28 La philosophie de Rawls a, de notre point de vue, le mérite de faire ressortir la préséance du politique et de l’institutionnel dans la recherche de la justice en général et de la justice fiscale en particulier. En effet, plus que des principes économiques, c’est une réflexion politique qui s’avère d’abord indispensable en vue d’une éthique générale de laquelle pourrait se dégager une éthique fiscale. Car sur le fond, « ce qu’il faut d’abord prendre en compte, c’est une situation où l’un exerce un pouvoir sur l’autre » [39] et c’est à partir de là qu’il faut s’essayer à expliciter la notion de justice, autrement dit se donner une éthique, définir ce qui peut être considéré comme souhaitable à un moment donné pour la réalisation du bien-être de chacun, puis transformer cette éthique en normes, en formes juridiques.

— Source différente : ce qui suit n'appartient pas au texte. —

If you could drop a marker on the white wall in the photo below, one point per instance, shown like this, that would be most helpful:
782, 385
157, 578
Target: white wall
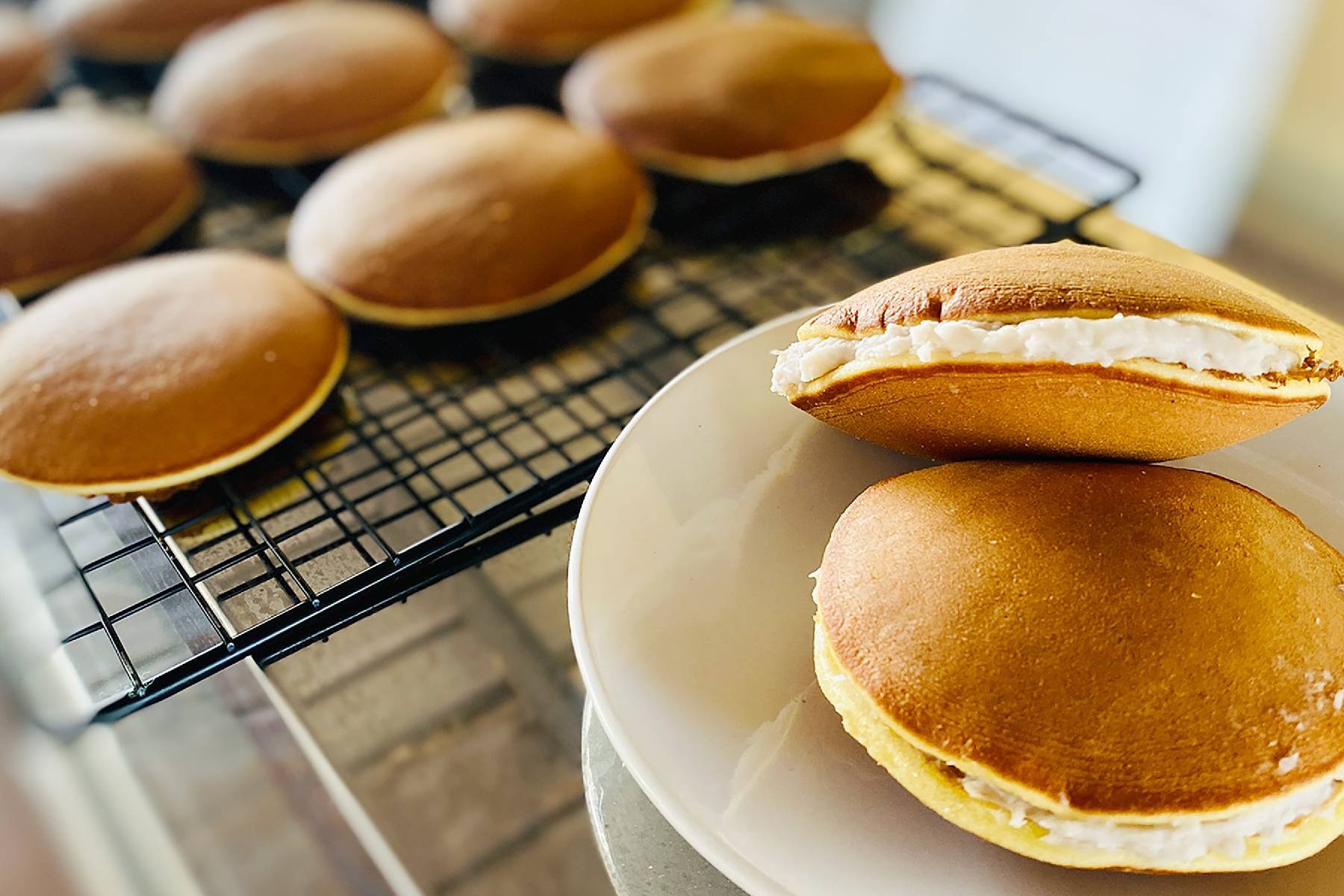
1184, 90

29 La fiscalité s’inscrit aujourd’hui dans un environnement qui se transforme très rapidement, qui se complexifie, qui est de plus en plus incertain sous l’effet d’un développement sans précédent du marché économique et de la culture qui lui est propre. Il en résulte une crise de lisibilité et de compréhension de l’impôt ainsi que des nouveaux enjeux qui sont les siens, ouvrant par là même à une remise en cause de ses fondements et par conséquent de ce qui constitue sa légitimité sociologique. En effet, les clefs de lecture habituelles – forgées pour l’essentiel sous l’influence du libéralisme politique au xviiie siècle, sous celle du libéralisme économique, du socialisme et du solidarisme au xixe, et enfin sous l’influence du keynésianisme dans l’immédiat après Seconde Guerre mondiale – ne suffisent plus.
30 Débattre à nouveau de ce que pourrait être la justice fiscale dans la société post-moderne qui est celle d’aujourd’hui semble indispensable sinon vital pour l’avenir. C’est en effet l’alliance citoyen/contribuable qui risque d’être détruite ou entamée. Car, il importe de le souligner, la légitimité de l’impôt repose sur une représentation bien admise qui pose la fiscalité comme la concrétisation d’un lien social, d’une solidarité entre citoyens, d’une participation matérielle à une même communauté. C’est par conséquent une réflexion politique au sens fort qui s’avère nécessaire, et ce en vue de dégager les principes d’une stratégie et d’une éthique fiscale partagée donc légitime.